Whitepaper: Trilio Site Recovery (TSR) — DR for Kubernetes-native VMs

KubeFed Explained: Kubernetes Federation Guide

Table of Contents

Running one Kubernetes cluster is complex enough. Running five across AWS, GCP, and an on-prem data center without a unified control plane gets painful fast. Kubernetes Federation v2 (KubeFed) was built to solve this problem: managing federated Kubernetes clusters from a single point of control and distributing workloads across regions and providers without duplicating YAML files for every environment.

This guide breaks down the KubeFed architecture, its core resource types, and what happened after the project was archived in 2023. It also covers which successor tools have taken its place and a critical gap that no Kubernetes cluster federation layer addresses alone: protecting the actual data your federated workloads depend on.

What Is Kubernetes Federation?

Kubernetes federation is a coordination layer that lets you manage multiple clusters as a single logical unit. Rather than logging into each cluster individually to deploy workloads, you define what you want once, and the federation control plane handles distribution across all of them. Here’s how the pieces fit together.

The Core Problem KubeFed Was Built to Solve

Once an organization moves past a single Kubernetes cluster, operational complexity grows fast. You might need workloads running in us-east-1 and eu-west-1 for latency reasons. You might have a separate cluster on-prem for regulated data. Maybe you run production on AWS and keep a failover cluster on GCP. Each of those clusters has its own API server, its own set of YAML manifests, and its own deployment pipeline. Keeping them in sync manually is tedious, error-prone, and doesn’t scale.

KubeFed was the Kubernetes community’s answer to this problem, developed under SIG Multicluster. It gave teams a single control plane to push workloads across clusters, with per-cluster overrides baked right in. One important caveat is that the KubeFed repository was archived in April 2023 and is no longer actively maintained. We’ll cover the full implications of that later, but if you’re evaluating federation tooling right now, keep this in mind from the start.

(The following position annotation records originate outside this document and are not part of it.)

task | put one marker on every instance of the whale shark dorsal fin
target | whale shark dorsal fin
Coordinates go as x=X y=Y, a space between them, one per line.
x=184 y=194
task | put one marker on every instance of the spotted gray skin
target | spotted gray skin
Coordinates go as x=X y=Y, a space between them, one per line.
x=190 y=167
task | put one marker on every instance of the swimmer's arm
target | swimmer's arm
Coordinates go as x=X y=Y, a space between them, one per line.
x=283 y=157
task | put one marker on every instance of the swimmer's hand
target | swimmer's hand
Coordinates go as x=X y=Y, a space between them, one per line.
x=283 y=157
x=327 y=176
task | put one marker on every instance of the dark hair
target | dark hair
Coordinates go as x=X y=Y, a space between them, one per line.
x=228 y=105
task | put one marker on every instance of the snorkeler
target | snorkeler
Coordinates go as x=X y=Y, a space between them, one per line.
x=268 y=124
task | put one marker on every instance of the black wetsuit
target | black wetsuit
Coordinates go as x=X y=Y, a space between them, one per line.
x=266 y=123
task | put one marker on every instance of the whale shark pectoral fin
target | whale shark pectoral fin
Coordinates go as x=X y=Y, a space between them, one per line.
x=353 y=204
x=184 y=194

The KubeFed Architecture: Host Cluster and Member Clusters

KubeFed follows a hub-and-spoke model. One cluster serves as the host, running the federation controller manager and an admission webhook. The remaining clusters are members, each with its own fully independent Kubernetes control plane. The host communicates with member clusters through their API servers using service account credentials.

Federation layers coordination on top of local cluster management. If the federation control plane goes offline, member clusters continue operating autonomously with whatever resources they already have.

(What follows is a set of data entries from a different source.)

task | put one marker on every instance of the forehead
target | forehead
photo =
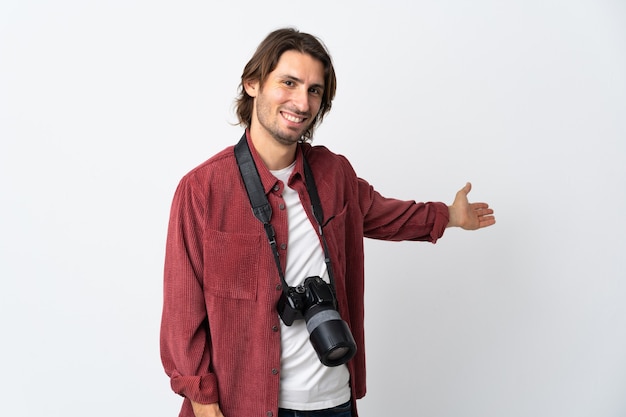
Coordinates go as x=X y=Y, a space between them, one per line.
x=301 y=66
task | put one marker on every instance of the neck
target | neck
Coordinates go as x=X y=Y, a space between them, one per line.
x=275 y=155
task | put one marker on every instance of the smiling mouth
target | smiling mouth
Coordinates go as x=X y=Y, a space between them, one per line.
x=293 y=119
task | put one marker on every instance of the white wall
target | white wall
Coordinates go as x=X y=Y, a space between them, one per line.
x=104 y=105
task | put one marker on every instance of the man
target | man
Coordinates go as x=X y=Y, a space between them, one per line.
x=223 y=343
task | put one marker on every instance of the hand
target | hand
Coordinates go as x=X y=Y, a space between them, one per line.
x=469 y=216
x=206 y=410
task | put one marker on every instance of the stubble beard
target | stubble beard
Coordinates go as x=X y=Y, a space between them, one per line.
x=286 y=137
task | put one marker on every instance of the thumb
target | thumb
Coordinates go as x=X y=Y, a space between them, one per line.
x=465 y=190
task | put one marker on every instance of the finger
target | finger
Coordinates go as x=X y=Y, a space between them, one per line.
x=478 y=206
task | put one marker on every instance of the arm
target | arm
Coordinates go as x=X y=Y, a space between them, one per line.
x=206 y=410
x=469 y=216
x=184 y=326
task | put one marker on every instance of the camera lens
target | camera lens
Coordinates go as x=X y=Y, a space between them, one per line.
x=330 y=337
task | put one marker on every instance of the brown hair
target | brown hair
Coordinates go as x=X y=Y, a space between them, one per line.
x=264 y=61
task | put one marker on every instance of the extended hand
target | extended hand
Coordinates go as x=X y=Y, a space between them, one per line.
x=469 y=216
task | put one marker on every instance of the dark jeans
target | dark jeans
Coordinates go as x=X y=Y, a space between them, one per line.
x=343 y=410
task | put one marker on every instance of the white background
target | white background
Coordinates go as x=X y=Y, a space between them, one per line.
x=104 y=105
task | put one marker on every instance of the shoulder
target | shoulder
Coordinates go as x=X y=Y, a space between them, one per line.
x=321 y=157
x=218 y=167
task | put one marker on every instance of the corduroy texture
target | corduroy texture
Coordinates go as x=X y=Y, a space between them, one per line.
x=220 y=338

A deliberate design goal of KubeFed was the ability to federate any Kubernetes resource type, including custom resource definitions (CRDs), not just built-in resources like Deployments or ConfigMaps. This flexibility made it a strong fit for teams running complex, custom workloads across multiple environments.

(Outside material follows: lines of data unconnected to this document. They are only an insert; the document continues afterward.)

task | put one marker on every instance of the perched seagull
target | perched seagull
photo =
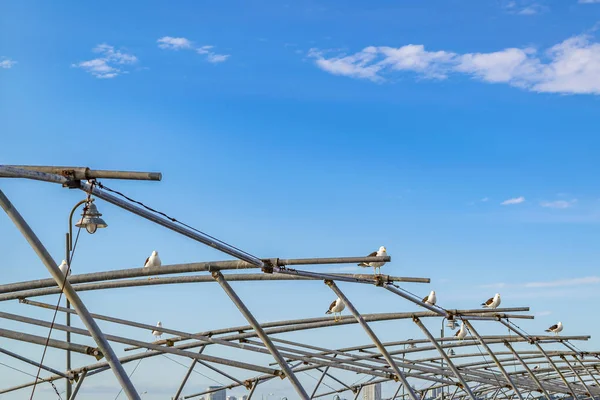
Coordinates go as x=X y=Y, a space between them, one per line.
x=336 y=308
x=492 y=302
x=431 y=299
x=462 y=332
x=64 y=267
x=158 y=334
x=376 y=265
x=556 y=328
x=152 y=261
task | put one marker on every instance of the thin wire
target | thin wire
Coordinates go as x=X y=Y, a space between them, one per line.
x=56 y=309
x=199 y=373
x=101 y=186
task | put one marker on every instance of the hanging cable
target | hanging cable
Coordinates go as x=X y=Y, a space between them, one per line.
x=62 y=287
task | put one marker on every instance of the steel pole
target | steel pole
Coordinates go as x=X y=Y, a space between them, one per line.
x=72 y=296
x=445 y=357
x=529 y=371
x=261 y=334
x=494 y=358
x=374 y=338
x=187 y=374
x=78 y=386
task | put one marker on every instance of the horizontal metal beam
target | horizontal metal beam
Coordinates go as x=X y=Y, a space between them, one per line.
x=85 y=173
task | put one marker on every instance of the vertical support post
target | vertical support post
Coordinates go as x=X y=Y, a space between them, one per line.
x=187 y=374
x=451 y=365
x=78 y=386
x=218 y=276
x=556 y=370
x=589 y=393
x=374 y=338
x=494 y=358
x=529 y=371
x=68 y=316
x=321 y=379
x=73 y=297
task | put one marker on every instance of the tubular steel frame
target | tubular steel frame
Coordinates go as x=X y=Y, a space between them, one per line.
x=466 y=373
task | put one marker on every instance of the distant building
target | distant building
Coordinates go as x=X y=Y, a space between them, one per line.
x=372 y=392
x=218 y=395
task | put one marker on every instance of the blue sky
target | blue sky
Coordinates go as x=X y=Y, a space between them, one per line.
x=460 y=134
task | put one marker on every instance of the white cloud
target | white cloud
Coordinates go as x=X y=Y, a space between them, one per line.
x=7 y=63
x=172 y=43
x=109 y=64
x=515 y=200
x=558 y=203
x=571 y=67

Core KubeFed Custom Resource Types

Three custom resource types control how KubeFed distributes workloads. Each one handles a distinct part of the federation lifecycle, and understanding the role of each is key to working with KubeFed effectively.

Custom Resource
Purpose
Example Use
FederatedTypeConfig
Enables or disables federation for a specific resource type
Enabling federation for Deployments or ConfigMaps
FederatedResource (e.g., FederatedDeployment)
Wraps a standard Kubernetes resource with placement and override specs
Deploying nginx to clusters in US and EU with different replica counts
ReplicaSchedulingPreference
Distributes replicas across clusters based on weights or capacity
Allocating 70% of replicas to the primary cluster and 30% to the secondary

Every FederatedResource contains three sections:

  • Template: The base resource spec that gets distributed
  • Placement: Which clusters receive the resource
  • Overrides: Per-cluster modifications like replica counts or environment variables

This structure keeps things clean. You define the baseline once and only specify what differs per cluster, which reduces duplication and drift.

Key Use Cases and Limitations of Federated Kubernetes

Here’s a closer look at the use cases where federation delivers real value, along with the limitations that deserve your attention before you commit.

High Availability and Cross-Region Failover in Federated Kubernetes Clusters

The strongest case for running federated Kubernetes clusters comes down to surviving regional outages. If all your production workloads sit in a single cluster and that region goes dark, everything goes with it. Federation changes that by spreading the same workload across clusters in different geographic regions, so a failure in one location doesn’t take down your entire service.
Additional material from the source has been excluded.